When teaching cops anything related to control and defense techniques, there’s one question you’re guaranteed to hear; “What if (insert one of an infinite number of hypothetical scenarios here).” Don’t get me wrong. Some questions are great and I never discourage anyone from asking them, IF they’re asking the question to actually learn something or provide some value. The problem I find with most of these questions is that they’re usually being asked as a way to write off training as useless and validate their own belief that training is a waste of time.
Common 'What If' Questions May Include:
- What if that technique doesn’t work?
- What if they get out of that control hold?
- What if they pull out a knife and start stabbing you with it?
- What if they grab your gun and start shooting you with it?
- What if the person is a professional MMA fighter?
- What if they bite you?
- What if they lean down and bite your penis?
Ok, the last one has never been asked. I stole that from a hilarious comment from one of our Instagram followers, but you get the point.
The answer to every one of these questions, and the cure for the 'What If' Syndrome is this: GO TRAIN.

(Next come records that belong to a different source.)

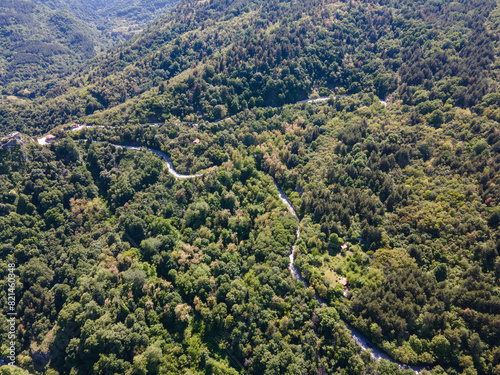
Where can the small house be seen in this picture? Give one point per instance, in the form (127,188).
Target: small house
(50,138)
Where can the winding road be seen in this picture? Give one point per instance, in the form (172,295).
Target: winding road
(363,342)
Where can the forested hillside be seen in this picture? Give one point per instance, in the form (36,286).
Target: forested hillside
(206,60)
(395,179)
(41,38)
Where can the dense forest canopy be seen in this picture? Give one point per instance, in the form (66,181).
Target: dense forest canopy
(41,40)
(125,269)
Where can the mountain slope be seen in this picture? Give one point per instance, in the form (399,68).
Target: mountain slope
(40,38)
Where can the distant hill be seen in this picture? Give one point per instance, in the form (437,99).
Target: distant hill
(40,38)
(209,59)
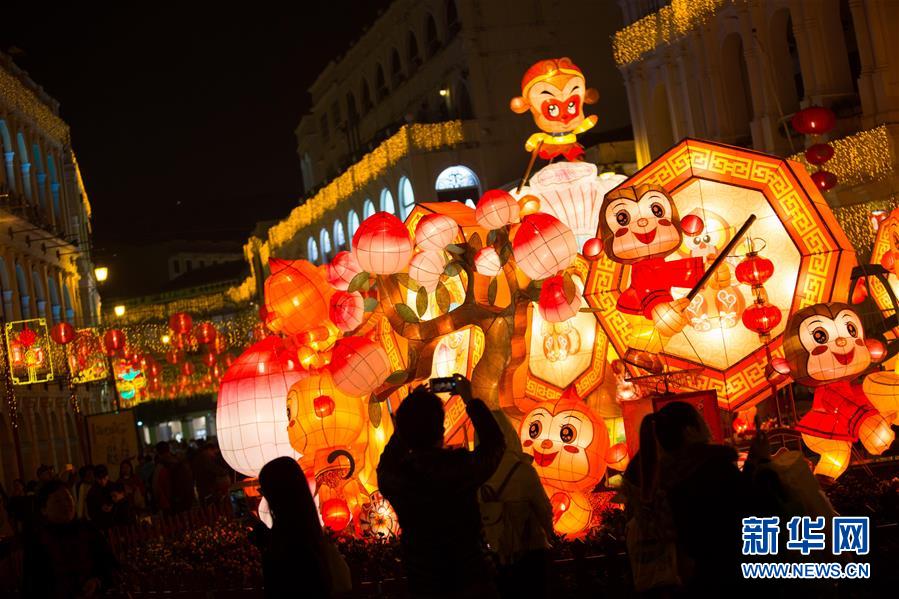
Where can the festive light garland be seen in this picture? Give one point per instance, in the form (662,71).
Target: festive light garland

The reality is that fights can be very dynamic, where a number of things may or may not happen. Unfortunately, most law enforcement agencies refuse to admit this, and continue buying into the idea that there is a magical package of approved techniques their officers can use to flawlessly end every physical encounter, without injuring themselves or the suspect. While that’s the ideal outcome, fights are physical and someone may, and probably will, get hurt. At least to some degree. However, consistent Jiu Jitsu training will help minimize these risks because you’re not just learning random techniques that look cool on YouTube. You’re also learning fundamental concepts, proper movement and the principles of leverage and base. If this makes no sense, think of it this way; Jiu Jitsu gives you lots of options when fighting with someone. If one thing isn’t working, you can modify it or transition to something else. The beauty of Jiu Jitsu is that all of these things are interconnected, opposed to being stand alone techniques that have a 50/50 chance of working.
Here’s a great video example that displays this. The fight goes from standing, to a rear clinch takedown, to a second takedown when the first one failed, to mount control, to a near reversal by the suspect, to a hip bump sweep by the officer, back to top mount control with a head and arm triangle.The officer did a great job of maintaining control throughout, not by using a single technique, but through the fundamentals of Jiu Jitsu.
At the end of the day, we can “what if” the hell out of every possible situation, or we can start training and have an answer for almost every one of them. Training eight hours per year, or focusing all of our training on a few pre-packaged techniques is not a good long term solution. We need to train for real and train consistently, primarily in Jiu Jitsu.
But, what if no one reads this? I'll get over it. Go train.